The Misogyny of Witchcraft

Heinrich Kramer (1430-1505) and Malleus Malleficarum

Malleus maleficarum maleficas et earum heresim ut phramea potentissima coƱterens
1519

St. Thomas Aquinas was quoted more than one hundred times in what is arguably the most influential work to discuss the evils of witchcraft, Malleus Maleficarum [Hammer of Witches], published in Germany in 1486. Its author, Heinrich Kramer, a Dominican monk and inquisitor, used the power of the new Gutenberg printing press to help spread what were generally considered at that time, in the context of the canon Episcopi, heretical views about witchcraft. Although Malleus Maleficarum was banned by the Church soon after its initial publication (it appeared on a list of such books in 1490), it was nonetheless printed 13 times between 1486 and 1520, and another 16 times between 1574 and 1669. It influenced many other works about witchcraft, including those by, among others, Jean Bodin in France and Martin Del Rio in the Low Countries. After its publication, witchcraft came to be more widely accepted as a real and dangerous phenomenon. The Church would eventually identify witchcraft as the greatest of crimes and sins and elevate it to the level of heresy; as a result, prosecutions and penalties became increasingly brutal and severe.

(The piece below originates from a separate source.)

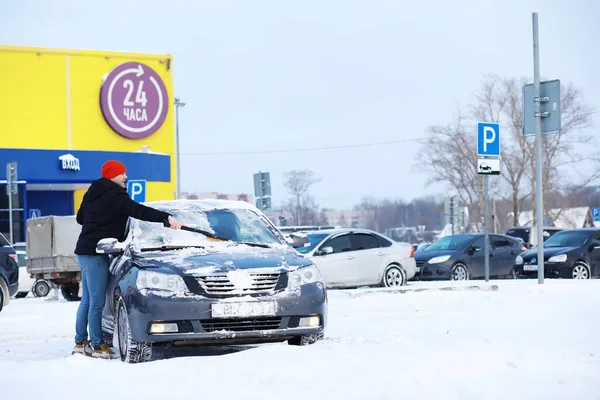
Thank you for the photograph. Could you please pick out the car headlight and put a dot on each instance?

Malleus Maleficarum was designed as both a manual for the investigation and persecution of witches, as well as a defense of Kramer’s ideas about the persecution of witches; these had been criticized during his first attempts at witchcraft trials in Germany, at which time he had been dismissed by a local bishop as senile and crazy.

The book is divided into three parts. First, a theoretical examination of the concept of witchcraft that specifically addresses the question of whether witchcraft is real or imaginary; it concludes that it is real because the Devil is real, and witches enter into pacts with the Devil to allow them to perform magical acts. Second, a discussion of how witches recruit. And third, a discussion of the prosecution of witches that also laid out arguments that could be used by lay magistrates.